1 There is a time for everything, and a season for every activity under heaven:

2 a time to be born and a time to die, a time to plant and a time to uproot,

3 a time to kill and a time to heal, a time to tear down and a time to build,

4 a time to weep and a time to laugh, a time to mourn and a time to dance,

5 a time to scatter stones and a time to gather them, a time to embrace and a time to refrain,

6 a time to search and a time to give up, a time to keep and a time to throw away,

7 a time to tear and a time to mend, a time to be silent and a time to speak,

8 a time to love and a time to hate, a time for war and a time for peace.

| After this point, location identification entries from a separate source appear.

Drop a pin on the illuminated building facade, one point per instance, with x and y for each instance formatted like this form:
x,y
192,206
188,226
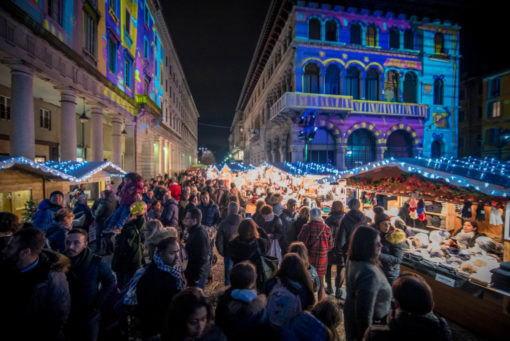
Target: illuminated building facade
x,y
94,79
347,86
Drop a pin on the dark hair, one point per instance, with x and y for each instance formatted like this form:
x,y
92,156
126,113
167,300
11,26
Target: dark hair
x,y
248,229
293,268
243,276
413,294
300,249
266,209
81,231
30,238
362,245
195,213
165,243
183,305
328,312
9,222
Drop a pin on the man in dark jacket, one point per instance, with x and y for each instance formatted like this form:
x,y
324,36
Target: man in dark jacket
x,y
170,214
35,293
351,220
90,282
43,218
210,211
288,217
198,249
158,285
226,232
413,318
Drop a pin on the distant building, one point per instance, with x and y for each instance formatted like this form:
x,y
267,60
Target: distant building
x,y
94,79
347,86
496,115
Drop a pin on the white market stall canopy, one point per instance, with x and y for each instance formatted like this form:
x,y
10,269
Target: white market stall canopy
x,y
73,171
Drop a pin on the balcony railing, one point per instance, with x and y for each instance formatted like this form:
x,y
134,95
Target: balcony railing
x,y
299,102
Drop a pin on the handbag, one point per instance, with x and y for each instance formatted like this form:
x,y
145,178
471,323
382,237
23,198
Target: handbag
x,y
268,264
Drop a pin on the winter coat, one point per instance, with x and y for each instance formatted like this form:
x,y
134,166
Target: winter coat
x,y
43,218
242,320
246,249
297,225
351,220
392,253
88,273
105,209
210,214
56,236
305,327
317,238
288,219
405,326
154,292
170,213
127,257
226,232
83,209
36,303
198,249
368,297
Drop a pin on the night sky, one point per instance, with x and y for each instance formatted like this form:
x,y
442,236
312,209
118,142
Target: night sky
x,y
215,41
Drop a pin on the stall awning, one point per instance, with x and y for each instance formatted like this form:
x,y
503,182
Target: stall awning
x,y
74,171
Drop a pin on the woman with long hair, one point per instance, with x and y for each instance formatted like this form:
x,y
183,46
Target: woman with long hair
x,y
368,291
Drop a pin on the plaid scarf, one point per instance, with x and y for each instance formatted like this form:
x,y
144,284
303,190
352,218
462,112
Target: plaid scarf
x,y
175,271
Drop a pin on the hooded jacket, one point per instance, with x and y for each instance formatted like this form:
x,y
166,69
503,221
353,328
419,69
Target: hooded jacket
x,y
37,303
226,232
407,326
351,220
43,218
392,253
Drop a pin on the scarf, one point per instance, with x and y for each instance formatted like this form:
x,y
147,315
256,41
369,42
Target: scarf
x,y
175,270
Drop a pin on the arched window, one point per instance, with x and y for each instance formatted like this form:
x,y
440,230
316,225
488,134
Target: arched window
x,y
356,34
331,31
394,38
314,29
392,86
438,91
352,82
409,39
333,80
322,148
371,36
372,87
439,43
410,88
360,148
312,78
400,144
436,150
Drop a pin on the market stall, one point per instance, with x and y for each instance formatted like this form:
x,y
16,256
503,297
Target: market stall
x,y
23,180
434,201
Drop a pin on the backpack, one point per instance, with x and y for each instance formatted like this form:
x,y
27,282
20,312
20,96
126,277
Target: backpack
x,y
282,305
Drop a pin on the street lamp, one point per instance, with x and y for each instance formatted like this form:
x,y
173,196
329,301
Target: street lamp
x,y
83,120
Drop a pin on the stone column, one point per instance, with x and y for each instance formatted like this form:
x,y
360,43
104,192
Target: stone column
x,y
22,102
129,147
117,140
68,125
96,130
340,156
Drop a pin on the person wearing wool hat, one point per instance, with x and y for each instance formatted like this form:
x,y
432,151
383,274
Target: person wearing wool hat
x,y
392,252
127,257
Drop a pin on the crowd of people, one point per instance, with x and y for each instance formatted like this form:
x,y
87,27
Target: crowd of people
x,y
290,273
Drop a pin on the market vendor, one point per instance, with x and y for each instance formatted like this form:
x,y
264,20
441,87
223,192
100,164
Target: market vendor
x,y
466,236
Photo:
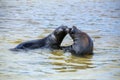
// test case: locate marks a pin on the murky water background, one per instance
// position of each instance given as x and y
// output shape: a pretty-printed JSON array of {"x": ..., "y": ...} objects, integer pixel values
[{"x": 22, "y": 20}]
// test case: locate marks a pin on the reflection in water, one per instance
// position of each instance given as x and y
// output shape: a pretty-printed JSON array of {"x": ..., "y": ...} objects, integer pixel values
[
  {"x": 70, "y": 63},
  {"x": 22, "y": 20}
]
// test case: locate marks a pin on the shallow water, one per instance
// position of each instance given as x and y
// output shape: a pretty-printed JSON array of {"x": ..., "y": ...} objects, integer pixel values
[{"x": 22, "y": 20}]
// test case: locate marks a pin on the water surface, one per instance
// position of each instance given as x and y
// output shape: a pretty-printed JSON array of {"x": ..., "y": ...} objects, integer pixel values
[{"x": 22, "y": 20}]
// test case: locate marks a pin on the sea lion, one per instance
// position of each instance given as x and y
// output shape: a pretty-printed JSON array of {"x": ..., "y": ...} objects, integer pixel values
[
  {"x": 52, "y": 41},
  {"x": 82, "y": 43}
]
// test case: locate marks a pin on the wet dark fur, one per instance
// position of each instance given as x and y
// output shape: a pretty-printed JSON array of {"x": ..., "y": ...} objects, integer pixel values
[
  {"x": 83, "y": 44},
  {"x": 52, "y": 41}
]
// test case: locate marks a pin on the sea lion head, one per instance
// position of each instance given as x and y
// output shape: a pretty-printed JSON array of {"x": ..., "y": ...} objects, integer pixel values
[
  {"x": 60, "y": 33},
  {"x": 74, "y": 32}
]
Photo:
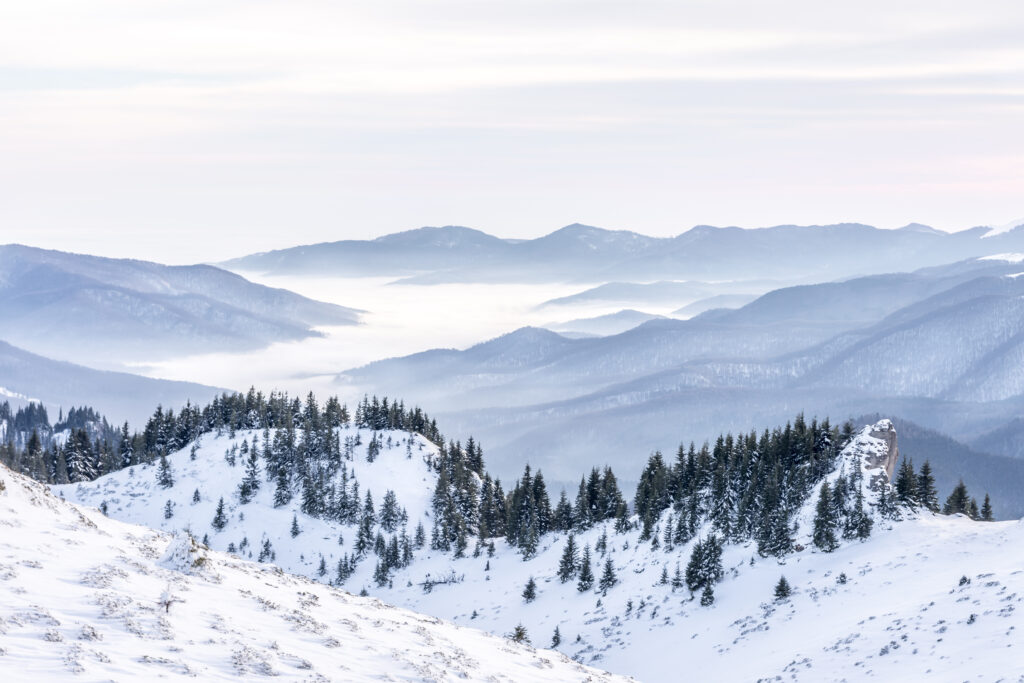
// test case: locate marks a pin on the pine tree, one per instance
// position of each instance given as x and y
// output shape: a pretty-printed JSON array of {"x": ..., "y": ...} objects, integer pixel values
[
  {"x": 165, "y": 478},
  {"x": 219, "y": 518},
  {"x": 586, "y": 572},
  {"x": 927, "y": 494},
  {"x": 250, "y": 482},
  {"x": 265, "y": 552},
  {"x": 569, "y": 562},
  {"x": 824, "y": 521},
  {"x": 958, "y": 501},
  {"x": 381, "y": 574},
  {"x": 529, "y": 593},
  {"x": 706, "y": 564},
  {"x": 283, "y": 491},
  {"x": 782, "y": 590},
  {"x": 607, "y": 577},
  {"x": 986, "y": 510},
  {"x": 519, "y": 634}
]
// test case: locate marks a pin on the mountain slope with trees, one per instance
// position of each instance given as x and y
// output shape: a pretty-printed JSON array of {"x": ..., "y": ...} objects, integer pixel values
[
  {"x": 365, "y": 501},
  {"x": 88, "y": 307}
]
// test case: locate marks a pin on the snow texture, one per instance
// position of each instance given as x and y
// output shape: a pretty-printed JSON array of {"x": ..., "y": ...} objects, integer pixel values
[
  {"x": 901, "y": 612},
  {"x": 83, "y": 597}
]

II Corinthians 5:1-5 says,

“1Now we know that if the earthly tent we live in is destroyed, we have a building from God, an eternal house in heaven, not built by human hands. 2Meanwhile we groan, longing to be clothed with our heavenly dwelling, 3because when we are clothed, we will not be found naked. 4For while we are in this tent, we groan and are burdened, because we do not wish to be unclothed but to be clothed with our heavenly dwelling, so that what is mortal may be swallowed up by life. 5Now it is God who has made us for this very purpose and has given us the Spirit as a deposit, guaranteeing what is to come.”

Revelation 1:17-18

17 Fear not; I am the first and the last:

18 I am he that liveth, and was dead; and, behold, I am alive for evermore.

John 14:19

19 …because I live, ye shall live also.

I Corinthians 15:51-55

51 Behold, I shew you a mystery; We shall not all sleep, but we shall all be changed,

52 In a moment, in the twinkling of an eye, at the last trump: for the trumpet shall sound, and the dead shall be raised incorruptible, and we shall be changed.

53 For this corruptible must put on incorruption, and this mortal must put on immortality.

54 So when this corruptible shall have put on incorruption, and this mortal shall have put on immortality, then shall be brought to pass the saying that is written, Death is swallowed up in victory.

55 O death, where is thy sting? O grave, where is thy victory?

I Thessalonians 4:16-18

16 For the Lord himself shall descend from heaven with a shout, with the voice of the archangel, and with the trump of God: and the dead in Christ shall rise first:

17 Then we which are alive and remain shall be caught up together with them in the clouds, to meet the Lord in the air: and so shall we ever be with the Lord.

18 Wherefore comfort one another with these words.